C. John Ralph, Pacific Southwest Research Station, US Forest Service
Carol Lively, International Programs, US Forest Service
John Alexander, Klamath Bird Observatory
Pablo Elizondo, Costa Rica Bird Observatories
Roxana Silman, Sea Turtle Conservancy
Emma Harrison, Sea Turtle Conservancy
David Godfrey, Sea Turtle Conservancy
Rodrigo Gamez, Instituto Nacional de Bioversidad
The Elizondo Family
Leo Salas, Point Reyes Bird Observatory
Certificate recipients of the award included:
Stephen Rumsey, The Wetland Trust
Judy Richardson, San Vito Bird Club
Jared Wolfe, Louisiana State University
Conservation needs data. Land managers and scientists cannot protect birds they know nothing about. In Latin America, little is known about the ecology of Neotropical migrants on their migrating and wintering grounds, nor about the effects of climate change or the role of resident species in the ecosystem. Latin American countries have in recent years begun to establish bird monitoring programs, including constant-effort mist-netting stations. But the data they produce isn’t sufficient by itself.
A big leap in the collection and sharing of data is found is the establishment of the Network of Bird Banders of Costa Rica, the “Red de Anniladores de Aves de Costa Rica”. The first of its kind in Latin America, the network has been a model for others in the region, and facilitates cooperative research projects such as data sharing through the Landbird Monitoring Network of the Americas (LaMNA). The Network and LaMNA are both integral parts of The Western Hemisphere Bird Banding Network (Red de Anillamiento de Aves del Hemisferio Occidental), and they also serve a primary coordinating role the this hemispheric network.
With funding from US Forest Service International Programs, private foundations and individuals, the program established and staffed a full-time director of the Costa Rica Bird Observatories and its monitoring stations in several regions of Costa Rica. The bird monitoring station in Tortuguero, established by the program in 1994, is one of several stations now under the umbrella of the newly-formed Observatories. This continues more than 15 years of monitoring and training dozens of Latin American biologists in several habitats on the Caribbean Coast, San José, and the Highlands.
Results are being used by bird researchers, land managers and decision makers in Costa Rica and throughout the Americas for understanding resident and migratory species. Several publications appear annually, both in Latin America and elsewhere, using the data generated by the Network and the Costa Rica Bird Observatories.

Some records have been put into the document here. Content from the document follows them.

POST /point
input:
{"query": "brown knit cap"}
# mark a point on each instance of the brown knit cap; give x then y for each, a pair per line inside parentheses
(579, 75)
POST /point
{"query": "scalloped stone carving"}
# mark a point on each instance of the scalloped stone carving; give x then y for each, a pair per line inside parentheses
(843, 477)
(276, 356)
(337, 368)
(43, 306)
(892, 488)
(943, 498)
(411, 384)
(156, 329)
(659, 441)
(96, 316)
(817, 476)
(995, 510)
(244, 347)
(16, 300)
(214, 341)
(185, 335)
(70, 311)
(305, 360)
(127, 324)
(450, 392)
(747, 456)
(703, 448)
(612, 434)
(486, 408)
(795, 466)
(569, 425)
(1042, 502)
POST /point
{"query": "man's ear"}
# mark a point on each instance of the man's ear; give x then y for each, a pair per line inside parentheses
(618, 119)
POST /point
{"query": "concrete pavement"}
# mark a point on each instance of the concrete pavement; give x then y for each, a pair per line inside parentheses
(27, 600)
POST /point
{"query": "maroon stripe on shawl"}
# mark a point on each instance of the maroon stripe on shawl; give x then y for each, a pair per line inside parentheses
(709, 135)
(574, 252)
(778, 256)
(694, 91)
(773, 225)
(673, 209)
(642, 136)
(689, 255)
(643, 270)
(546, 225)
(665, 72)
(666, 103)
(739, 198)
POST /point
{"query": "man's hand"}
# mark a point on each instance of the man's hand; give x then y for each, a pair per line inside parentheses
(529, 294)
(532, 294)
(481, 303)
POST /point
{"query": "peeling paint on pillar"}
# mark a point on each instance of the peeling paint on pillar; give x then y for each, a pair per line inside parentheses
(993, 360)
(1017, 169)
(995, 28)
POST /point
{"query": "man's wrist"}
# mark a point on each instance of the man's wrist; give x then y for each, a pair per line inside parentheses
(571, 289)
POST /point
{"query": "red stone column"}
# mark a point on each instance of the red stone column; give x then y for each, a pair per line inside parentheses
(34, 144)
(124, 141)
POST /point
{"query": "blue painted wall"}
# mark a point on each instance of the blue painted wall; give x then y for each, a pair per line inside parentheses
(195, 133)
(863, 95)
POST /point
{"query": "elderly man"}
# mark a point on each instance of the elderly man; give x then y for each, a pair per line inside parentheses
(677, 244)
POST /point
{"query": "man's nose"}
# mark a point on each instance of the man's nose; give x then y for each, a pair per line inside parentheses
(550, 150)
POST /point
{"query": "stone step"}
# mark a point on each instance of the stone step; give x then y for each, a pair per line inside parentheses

Over 4,000 annual visitors interact with the bird monitoring process and educational bird related activities at our bird observatories. It has fostered investigation into the effects of climate change on wintering migrants. The tool developed for tracking bird bands is being used by other developing bander networks, such as in Peru and Brazil. This effort will continue to improve our understanding of the biology and life histories of Costa Rica’s little-studied resident species, leading to their improved conservation.